During studied as an undergraduate at Victoria University of Wellington and the University of Auckland before completing a PhD at the University of Cambridge, where his doctoral research focused on the novelist George Eliot.

== Academic Career ==

During joined the English Department at the University of Melbourne as a tutor in 1983. After visiting positions at the University of Auckland and the Rhetoric Department at UC Berkeley, he was appointed Robert Wallace Professor of English at Melbourne in 1993, serving as head of department in the late 1990s. He was instrumental in establishing Melbourne’s programs in Cultural Studies, Media and Communications, and Publishing.
In 2001 During left Melbourne for Johns Hopkins University, where he taught in the English department for nine years. Between 2010 and 2017 he was a Research Professor at the Institute for Advanced Studies in the Humanities at the University of Queensland, and he later returned to the University of Melbourne as a Professorial Fellow. He has also held visiting appointments at the Frei Universität Berlin, Universität Tübingen, the American Academy of Rome, Princeton University, the University of Cambridge, Université de Paris among others. In 2009, he was a seminar leader at Cornell University’s School for Critical Theory. In 2019 he lectured and travelled in Kerala, India, as a recipient of the Kerala Higher Education Council’s Erudite Scholar award.
During edited The Cultural Studies Reader (first published in 1993), which became a standard introduction to the discipline internationally and went through expanded editions and translations.

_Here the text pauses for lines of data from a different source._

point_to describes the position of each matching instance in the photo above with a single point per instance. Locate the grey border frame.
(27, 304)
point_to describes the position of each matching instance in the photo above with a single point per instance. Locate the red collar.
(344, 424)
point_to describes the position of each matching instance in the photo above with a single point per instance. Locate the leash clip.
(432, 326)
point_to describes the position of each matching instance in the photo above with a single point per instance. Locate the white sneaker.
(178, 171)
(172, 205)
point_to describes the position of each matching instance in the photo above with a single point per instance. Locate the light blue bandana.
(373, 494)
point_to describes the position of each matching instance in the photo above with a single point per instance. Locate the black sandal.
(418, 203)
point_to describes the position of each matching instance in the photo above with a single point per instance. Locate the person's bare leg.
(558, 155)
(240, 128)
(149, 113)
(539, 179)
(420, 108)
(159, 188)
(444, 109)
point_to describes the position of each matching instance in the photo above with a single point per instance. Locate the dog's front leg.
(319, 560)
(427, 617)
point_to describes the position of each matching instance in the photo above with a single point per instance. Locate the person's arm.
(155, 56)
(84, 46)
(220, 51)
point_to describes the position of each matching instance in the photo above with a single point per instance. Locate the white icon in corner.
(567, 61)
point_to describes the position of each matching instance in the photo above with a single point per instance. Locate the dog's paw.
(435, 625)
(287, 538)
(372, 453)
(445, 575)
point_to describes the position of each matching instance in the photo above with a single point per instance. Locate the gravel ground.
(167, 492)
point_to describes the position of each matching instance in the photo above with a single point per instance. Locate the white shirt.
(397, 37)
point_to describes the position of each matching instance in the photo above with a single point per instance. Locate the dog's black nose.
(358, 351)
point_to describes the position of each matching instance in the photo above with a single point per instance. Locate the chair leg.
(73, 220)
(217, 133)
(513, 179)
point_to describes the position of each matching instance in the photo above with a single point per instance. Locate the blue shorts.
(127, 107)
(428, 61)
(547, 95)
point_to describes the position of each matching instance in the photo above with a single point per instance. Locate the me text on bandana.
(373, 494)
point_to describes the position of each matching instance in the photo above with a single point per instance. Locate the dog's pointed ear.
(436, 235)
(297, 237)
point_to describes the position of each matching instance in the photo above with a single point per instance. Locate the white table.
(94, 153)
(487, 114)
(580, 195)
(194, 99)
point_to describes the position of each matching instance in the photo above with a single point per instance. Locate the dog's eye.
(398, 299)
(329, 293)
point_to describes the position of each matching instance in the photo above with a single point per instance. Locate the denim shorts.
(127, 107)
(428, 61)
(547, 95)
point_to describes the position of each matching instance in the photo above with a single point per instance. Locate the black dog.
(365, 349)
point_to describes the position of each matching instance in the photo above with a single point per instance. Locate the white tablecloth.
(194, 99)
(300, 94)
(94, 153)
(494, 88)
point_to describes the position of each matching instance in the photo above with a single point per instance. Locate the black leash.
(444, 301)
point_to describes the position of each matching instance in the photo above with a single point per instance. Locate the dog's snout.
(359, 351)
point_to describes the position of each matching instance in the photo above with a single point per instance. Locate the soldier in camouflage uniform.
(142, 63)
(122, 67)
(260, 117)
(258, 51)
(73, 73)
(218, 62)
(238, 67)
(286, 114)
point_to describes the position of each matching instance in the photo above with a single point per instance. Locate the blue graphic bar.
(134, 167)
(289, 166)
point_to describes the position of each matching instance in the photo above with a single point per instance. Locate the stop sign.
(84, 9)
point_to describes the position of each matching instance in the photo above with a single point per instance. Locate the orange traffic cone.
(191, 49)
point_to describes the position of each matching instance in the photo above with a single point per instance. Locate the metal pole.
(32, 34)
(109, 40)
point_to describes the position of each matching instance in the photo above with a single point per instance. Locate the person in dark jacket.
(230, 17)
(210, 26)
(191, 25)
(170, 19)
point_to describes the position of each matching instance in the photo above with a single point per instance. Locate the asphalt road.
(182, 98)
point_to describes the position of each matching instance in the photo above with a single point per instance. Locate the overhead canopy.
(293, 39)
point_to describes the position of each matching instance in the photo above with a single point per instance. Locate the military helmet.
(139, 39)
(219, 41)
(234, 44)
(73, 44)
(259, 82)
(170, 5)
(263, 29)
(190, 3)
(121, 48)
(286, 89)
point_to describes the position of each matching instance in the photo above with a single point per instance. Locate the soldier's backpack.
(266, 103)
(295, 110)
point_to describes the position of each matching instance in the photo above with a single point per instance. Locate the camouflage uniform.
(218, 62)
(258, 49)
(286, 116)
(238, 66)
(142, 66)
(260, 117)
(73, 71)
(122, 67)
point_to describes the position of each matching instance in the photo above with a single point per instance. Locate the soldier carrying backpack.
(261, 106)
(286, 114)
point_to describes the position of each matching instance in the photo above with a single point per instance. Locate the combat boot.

== Scholarship and influence ==

During’s early work helped establish cultural studies and postcolonial studies as academic fields; The Johns Hopkins Guide to Literary Theory and Criticism credits him as the first scholar to use the term “post-colonialism” in its now-current sense, and his 1980s writing examined how European imperialism shaped Western culture. The literary historian Patrick Evans described During’s work on New Zealand literature and culture from that period as among the most significant scholarly observations made on the subject.

His book Patrick White (1996) was a notable and, at the time, controversial intervention in Australian literary studies, reading White’s fiction through postcolonial and queer theory. His Foucault and Literature: Towards a Genealogy of Writing (1992) explored the implications of Michel Foucault’s thought for literary studies, and the literary scholar Wang Ning has said that During’s cultural-studies writing was especially widely cited in China.

During’s Modern Enchantments: The Cultural Power of Secular Magic (2002) examined the persistence of magical thinking and stage illusion within modern secular societies, and is often considered his best-known book. Exit Capitalism: Literary Culture, Theory and Post-Secular Modernity (2009) considered the relationship between literary culture, political economy, and contemporary capitalism, while Against Democracy: Literary Experience in the Era of Emancipations (2012) examined literature’s relationship to political emancipation.

In later career, During’s work shifted toward British literary history and toward broader questions about secularism, conservatism, and the humanities; he has also been associated with the “postcritique” turn in literary studies. The scholar Andrew Dean has argued that this shift in During’s interests across his career is emblematic of his academic generation more broadly. His most recent book, Humanities Theory (2026), co-authored with Amanda Anderson, argues for understanding the humanities as a global, pluralistic field spanning academic and public life.

In a 2026 essay for The New York Review of Books, “Finding Gertrud Kauders,” During wrote about his great-aunt’s life and art and the family’s discovery, decades after her death, of her artistic legacy.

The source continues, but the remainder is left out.